I watched the movie that was based on the book starring Nicole Kidman (who won an Oscar for her role as Virginia Woolf), Julianne Moore, and Meryl Streep a long time ago when it first came out. I remember liking the movie, and thinking that I should read the book, but it didn’t really resonate with me – the only thing I remember about the movie is the scene with the amazing Julianne Moore (who plays Laura Brown) and her son where they are baking a cake for her husband’s birthday. I’ll need to re-watch the movie and see if I get more out of it.
The ending of The Hours is extremely powerful and I was very glad that I had read Mrs. Dalloway prior to reading it. I don’t know if I hadn’t read Mrs. Dalloway if that would affect my reading and appreciation of The Hours. Probably. But I do know that reading The Hours has inspired me to give Mrs. Dalloway another chance…. in a few years… I’m not in that much of a hurry to re-read it. But I could read The Hours over and over again.
Bottom Line for The Hours: Wonderful read. Full of beautiful sentences and a celebration of life and what it means to be alive. Definitely worth reading!
Bottom Line for Mrs. Dalloway: Not a thick book, but definitely not a quick read. I’m borderline “only read if forced to in school” about this one. But everyone’s opinion is different. I’m curious to see if my opinion will be the same if I re-read it in 10 years (or longer – I really had to force myself to finish it the first time).
You might like:
- Angle of Repose by Wallace Stegner: Another Pulitzer Prize winner in which the writing just flows and you become immersed in the page.

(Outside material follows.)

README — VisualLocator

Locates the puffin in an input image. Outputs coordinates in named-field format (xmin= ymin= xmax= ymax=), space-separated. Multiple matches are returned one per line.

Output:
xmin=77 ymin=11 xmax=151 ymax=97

Books added to my own Leaning Tower of books to be read:
- Specimen Days and The Snow Queen both by Michael Cunningham – I really enjoyed Cunningham’s writing style and want to read more of his books. These two sounded the most interesting to me.
- To the Lighthouse by Virginia Woolf – another Woolf classic
- Mrs. Dalloway by Virginia Woolf – I simply must re-read this….at some point …
What do you think? Did anyone read Mrs. Dalloway and like me, feel disappointed? Or do you love Mrs. Dalloway? Does anyone hate The Hours but like Mrs. Dalloway? Anyone dislike both, love both?